Real-time progress tracking turned out to be more motivating than expected. The dashboard shows how many studies each reviewer has completed, how many remain, how long the average review takes. It’s gamification, essentially—seeing your completion percentage tick up provides psychological momentum.

The dashboard also tracks agreement with the model. What percentage of AI “include” predictions do humans confirm? What about “exclude”? This feedback helps calibrate the pipeline. If humans are overriding the model 40% of the time on a particular category, that category needs retraining.


The Technical Debt

The technical debt is real. Error handling is minimal—if Google’s API hiccups, the app shows an opaque error message. The UI is functional but not beautiful. Performance degrades with very large batches (the JSON parsing isn’t optimized). Session management is basic.

But here’s the thing: it works. We’ve run several thousand studies through it across multiple systematic review projects. Multiple reviewers, multiple time zones, zero data loss, zero conflict incidents.

Would I recommend building your own review platform? Probably not, if you have budget for commercial tools and don’t need AI integration. They’re better: more features, proper support, tested at scale.

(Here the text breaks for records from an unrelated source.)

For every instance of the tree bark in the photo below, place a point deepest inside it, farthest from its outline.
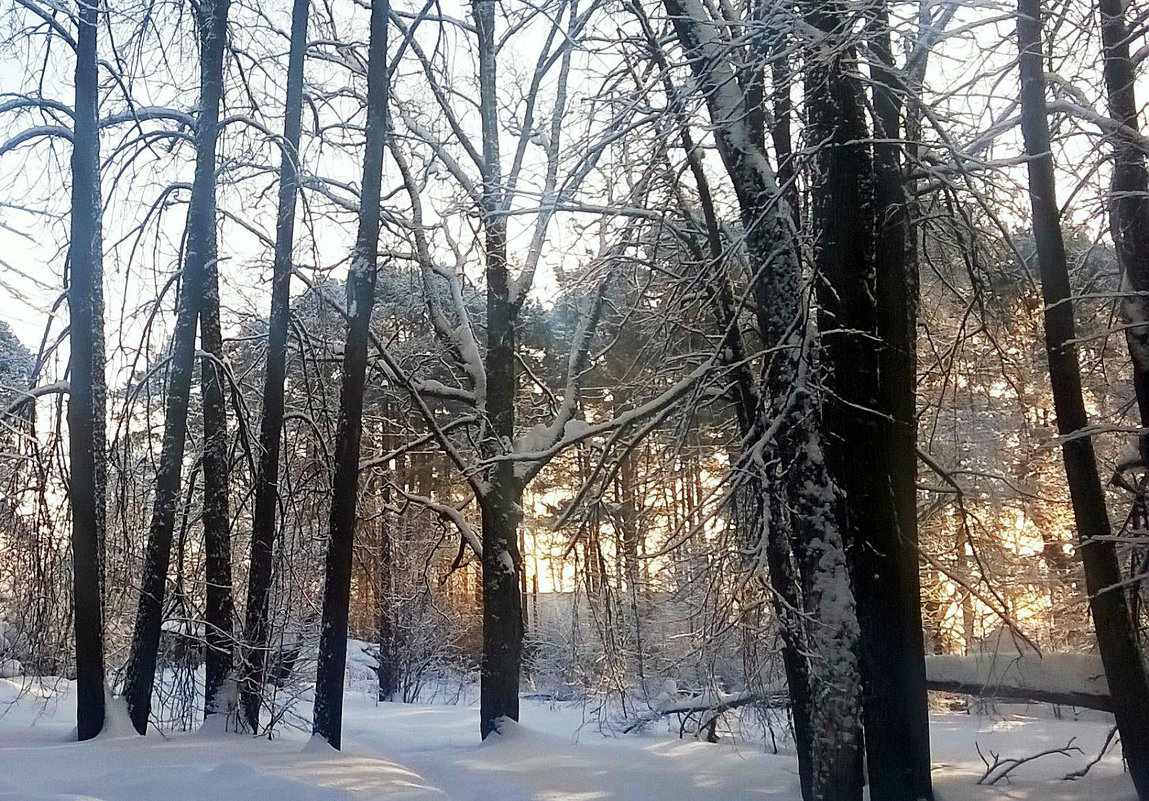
(1116, 638)
(86, 403)
(267, 477)
(502, 618)
(888, 582)
(329, 691)
(220, 611)
(213, 21)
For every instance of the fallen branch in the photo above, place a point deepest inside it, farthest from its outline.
(712, 705)
(1001, 768)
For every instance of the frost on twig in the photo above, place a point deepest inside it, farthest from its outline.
(1001, 768)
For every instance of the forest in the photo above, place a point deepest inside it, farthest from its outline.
(572, 400)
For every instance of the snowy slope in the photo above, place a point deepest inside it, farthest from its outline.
(413, 753)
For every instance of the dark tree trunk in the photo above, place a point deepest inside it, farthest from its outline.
(502, 618)
(267, 477)
(86, 439)
(1128, 200)
(213, 22)
(220, 611)
(329, 680)
(1116, 640)
(823, 680)
(388, 667)
(388, 662)
(887, 580)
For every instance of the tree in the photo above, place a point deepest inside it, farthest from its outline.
(1116, 638)
(267, 477)
(808, 547)
(329, 691)
(211, 20)
(86, 402)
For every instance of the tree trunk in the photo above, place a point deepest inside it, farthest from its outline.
(388, 664)
(267, 477)
(1124, 669)
(888, 582)
(826, 683)
(220, 611)
(211, 21)
(86, 403)
(329, 691)
(502, 618)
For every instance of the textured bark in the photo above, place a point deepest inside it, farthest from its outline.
(888, 584)
(267, 478)
(502, 618)
(329, 691)
(1116, 638)
(211, 18)
(220, 611)
(86, 403)
(824, 683)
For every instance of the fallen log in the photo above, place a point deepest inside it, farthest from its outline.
(1066, 679)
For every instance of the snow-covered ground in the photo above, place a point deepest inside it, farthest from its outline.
(432, 753)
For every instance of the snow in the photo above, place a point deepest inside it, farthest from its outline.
(1077, 674)
(395, 752)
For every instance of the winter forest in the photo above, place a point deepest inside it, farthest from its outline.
(573, 400)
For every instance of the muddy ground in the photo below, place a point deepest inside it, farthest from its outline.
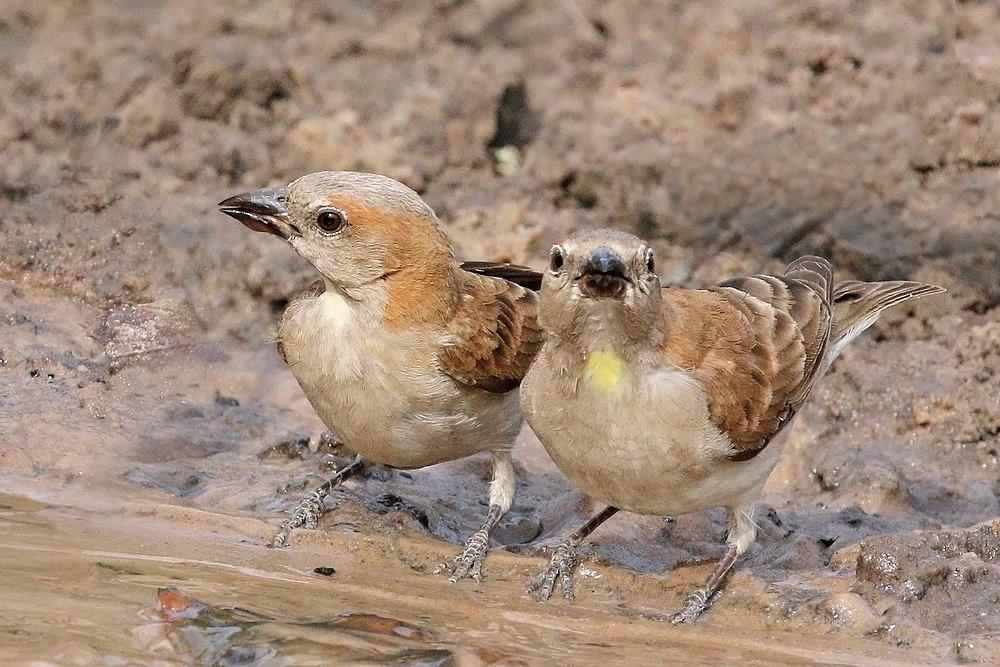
(150, 436)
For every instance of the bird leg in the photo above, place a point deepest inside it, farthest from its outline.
(742, 533)
(702, 598)
(502, 489)
(564, 559)
(307, 513)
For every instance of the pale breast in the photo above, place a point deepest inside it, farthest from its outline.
(382, 393)
(643, 444)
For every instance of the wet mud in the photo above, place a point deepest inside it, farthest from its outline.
(150, 437)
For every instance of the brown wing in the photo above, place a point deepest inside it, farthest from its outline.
(494, 336)
(775, 333)
(519, 275)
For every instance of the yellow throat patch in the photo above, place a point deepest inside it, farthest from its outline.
(606, 371)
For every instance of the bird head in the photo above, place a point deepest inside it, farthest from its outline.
(355, 228)
(600, 285)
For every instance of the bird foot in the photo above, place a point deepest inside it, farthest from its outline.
(305, 515)
(559, 570)
(694, 606)
(470, 561)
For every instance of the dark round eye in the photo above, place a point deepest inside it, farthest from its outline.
(557, 258)
(331, 221)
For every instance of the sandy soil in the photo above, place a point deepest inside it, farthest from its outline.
(143, 404)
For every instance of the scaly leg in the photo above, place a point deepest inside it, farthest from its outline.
(307, 513)
(502, 489)
(742, 533)
(564, 559)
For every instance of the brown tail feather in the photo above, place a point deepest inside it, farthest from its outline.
(856, 306)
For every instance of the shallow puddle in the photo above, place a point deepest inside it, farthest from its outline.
(86, 587)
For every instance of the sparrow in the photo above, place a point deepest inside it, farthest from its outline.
(410, 357)
(662, 400)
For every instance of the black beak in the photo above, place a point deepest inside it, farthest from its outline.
(263, 210)
(603, 275)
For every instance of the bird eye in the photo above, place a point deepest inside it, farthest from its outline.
(331, 221)
(557, 258)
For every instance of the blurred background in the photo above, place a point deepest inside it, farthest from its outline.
(137, 323)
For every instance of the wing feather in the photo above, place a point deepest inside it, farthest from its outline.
(494, 335)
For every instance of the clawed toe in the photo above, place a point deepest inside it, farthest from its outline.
(559, 571)
(470, 561)
(694, 606)
(305, 515)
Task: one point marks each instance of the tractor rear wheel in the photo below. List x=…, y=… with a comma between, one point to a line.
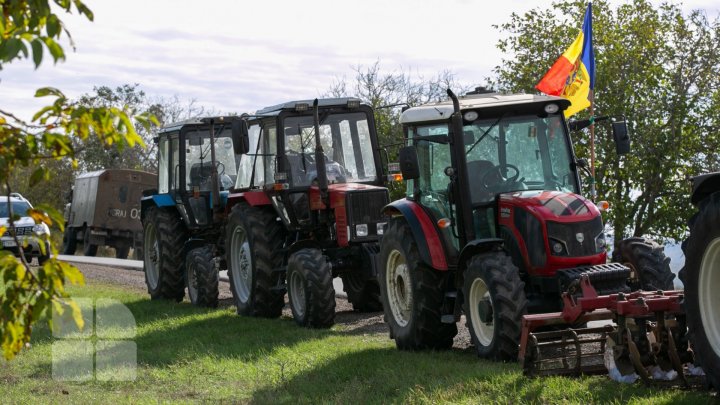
x=69, y=241
x=201, y=278
x=310, y=289
x=648, y=261
x=163, y=240
x=363, y=292
x=701, y=276
x=412, y=295
x=494, y=305
x=253, y=241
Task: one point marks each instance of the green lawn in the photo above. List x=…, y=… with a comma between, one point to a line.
x=187, y=354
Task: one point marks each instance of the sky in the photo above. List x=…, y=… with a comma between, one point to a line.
x=240, y=56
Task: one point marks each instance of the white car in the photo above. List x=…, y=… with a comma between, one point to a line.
x=25, y=229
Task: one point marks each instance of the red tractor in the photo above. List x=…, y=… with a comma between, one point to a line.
x=305, y=209
x=494, y=225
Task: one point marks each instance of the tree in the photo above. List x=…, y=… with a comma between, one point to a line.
x=28, y=30
x=657, y=66
x=387, y=93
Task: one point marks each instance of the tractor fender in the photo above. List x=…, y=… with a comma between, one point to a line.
x=478, y=246
x=425, y=232
x=703, y=186
x=155, y=200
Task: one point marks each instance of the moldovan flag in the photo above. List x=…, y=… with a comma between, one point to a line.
x=573, y=75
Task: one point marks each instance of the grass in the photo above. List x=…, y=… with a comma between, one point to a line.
x=187, y=354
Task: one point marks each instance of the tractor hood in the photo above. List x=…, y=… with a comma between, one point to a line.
x=552, y=205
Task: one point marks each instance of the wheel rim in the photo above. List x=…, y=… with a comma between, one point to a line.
x=152, y=256
x=297, y=293
x=399, y=289
x=708, y=297
x=192, y=282
x=241, y=264
x=483, y=331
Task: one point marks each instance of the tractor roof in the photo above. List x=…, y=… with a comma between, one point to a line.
x=291, y=105
x=198, y=121
x=441, y=111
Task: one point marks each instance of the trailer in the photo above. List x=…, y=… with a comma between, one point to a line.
x=104, y=210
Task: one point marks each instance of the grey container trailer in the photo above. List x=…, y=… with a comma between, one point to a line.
x=104, y=210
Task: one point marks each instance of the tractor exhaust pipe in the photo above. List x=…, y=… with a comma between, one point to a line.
x=319, y=155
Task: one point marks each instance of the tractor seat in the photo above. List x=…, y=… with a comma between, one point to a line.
x=477, y=170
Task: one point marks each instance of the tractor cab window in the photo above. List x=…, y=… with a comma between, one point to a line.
x=198, y=162
x=262, y=153
x=516, y=153
x=345, y=139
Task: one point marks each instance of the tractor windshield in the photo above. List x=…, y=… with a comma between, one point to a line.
x=198, y=161
x=512, y=153
x=346, y=142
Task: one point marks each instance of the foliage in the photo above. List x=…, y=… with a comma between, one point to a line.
x=388, y=93
x=657, y=66
x=27, y=293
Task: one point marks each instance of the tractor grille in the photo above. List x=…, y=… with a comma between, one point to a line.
x=569, y=235
x=364, y=207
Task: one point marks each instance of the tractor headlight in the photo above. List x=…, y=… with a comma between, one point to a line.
x=600, y=242
x=361, y=230
x=41, y=229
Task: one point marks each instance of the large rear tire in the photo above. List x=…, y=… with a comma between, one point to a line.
x=701, y=276
x=310, y=289
x=412, y=295
x=164, y=262
x=201, y=278
x=494, y=305
x=648, y=259
x=363, y=292
x=254, y=239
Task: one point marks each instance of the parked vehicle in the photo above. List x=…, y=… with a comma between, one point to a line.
x=494, y=224
x=104, y=210
x=32, y=237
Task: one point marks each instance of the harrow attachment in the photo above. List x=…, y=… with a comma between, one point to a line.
x=645, y=337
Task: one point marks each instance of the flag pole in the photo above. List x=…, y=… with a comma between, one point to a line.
x=593, y=191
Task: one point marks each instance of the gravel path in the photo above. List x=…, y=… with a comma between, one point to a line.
x=351, y=321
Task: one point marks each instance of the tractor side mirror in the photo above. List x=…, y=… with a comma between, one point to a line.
x=241, y=140
x=621, y=137
x=409, y=166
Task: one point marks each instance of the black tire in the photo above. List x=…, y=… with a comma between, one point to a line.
x=414, y=319
x=201, y=278
x=363, y=293
x=88, y=248
x=310, y=289
x=255, y=237
x=491, y=278
x=121, y=252
x=69, y=241
x=701, y=276
x=164, y=263
x=649, y=260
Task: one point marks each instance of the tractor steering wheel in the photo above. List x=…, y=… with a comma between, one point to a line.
x=485, y=180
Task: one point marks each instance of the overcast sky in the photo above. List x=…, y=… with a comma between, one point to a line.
x=238, y=56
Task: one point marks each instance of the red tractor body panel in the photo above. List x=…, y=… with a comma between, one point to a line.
x=542, y=208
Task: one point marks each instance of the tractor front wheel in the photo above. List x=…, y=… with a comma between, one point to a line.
x=253, y=240
x=310, y=289
x=494, y=305
x=201, y=278
x=412, y=295
x=701, y=276
x=163, y=262
x=647, y=261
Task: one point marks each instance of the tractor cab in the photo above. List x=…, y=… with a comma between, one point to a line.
x=197, y=166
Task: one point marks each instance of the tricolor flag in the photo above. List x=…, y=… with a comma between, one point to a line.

But if you’re building a custom screening pipeline and need a human validation layer that integrates with your model outputs, Shiny is surprisingly capable.


The Real Point

The broader lesson is about appropriate technology. Commercial review platforms are sophisticated: machine learning prioritization, duplicate detection, PDF annotation, PRISMA diagram generation. Most of that sophistication goes unused. For validating AI predictions, you need: show a study with the model’s guess, capture a human decision, track who did what.

A weekend Shiny app can do that. It’s not elegant, but it’s free, it’s ours, and it plugs directly into the pipeline.

The code lives on GitHub with documentation for deployment. It assumes R familiarity and a Google Cloud project with Drive API enabled. Fair warning: you’ll spend more time on OAuth configuration than on the actual Shiny development.

Built in R Shiny with googledrive and googlesheets4. About 500 lines of code for the core functionality.